At the left, inscribed ‘St John’, is the tower of St John’s, Byrom Street, which was built by Edward Byrom, consecrated in 1769 and demolished in 1928. A comparison of Turner’s sketch with an engraving in Joseph Aston’s A Picture of Manchester, confirms the identification.1 The middle tower, inscribed ‘St Mat’, is St Matthew, Campfield on Liverpool Road, close by to St Johns. The church was consecrated in 1825 and closed in 1950.2 The tower at the right is not labelled, making identification less certain. A reasonable match, however, can be made with St Mary’s church, consecrated in 1756 and situated between Deansgate and the River Irwell and therefore not far from St Johns and St Matthews. The church was notable for having the highest spire in Manchester.3
The three churches all stood in the same area of Manchester and could have been visited within a few minutes of each other, making this side-by-side comparison easy. The churches, especially St Matthews, are close to Manchester’s Liverpool Road Railway Station, adding further circumstantial evidence that Turner may have travelled between Liverpool and Manchester by train (see Tate D25763; Turner Bequest CCLXVI 1a).4 Turner’s other sketches of Manchester were all made within a short distance between here and the Collegiate Church (now Cathedral) (folio 34; D25702).

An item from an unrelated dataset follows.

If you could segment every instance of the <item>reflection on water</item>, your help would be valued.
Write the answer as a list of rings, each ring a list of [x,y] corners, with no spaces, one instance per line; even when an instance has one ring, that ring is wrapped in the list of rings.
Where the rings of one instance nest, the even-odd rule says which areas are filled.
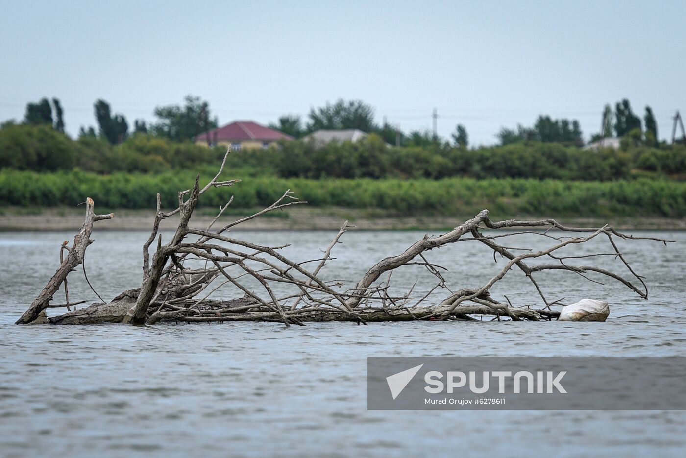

Turner filled the left over space at the bottom of the page with a sketch of a sailing boat. This may have been made on a separate occasion.

Thomas Ardill
September 2011

Joseph Aston, A Picture of Manchester, third edition, Manchester 1826, p.92 reproduced.
This church is also recognisable from an engraving; Aston 1826, between pp.104–105 reproduced.
Ibid, p.89. Reproduced p.88.
Thomas Ardill, ‘Turner in Liverpool, 1831’, Turner Society News, no.112, August 2009, pp.12–14.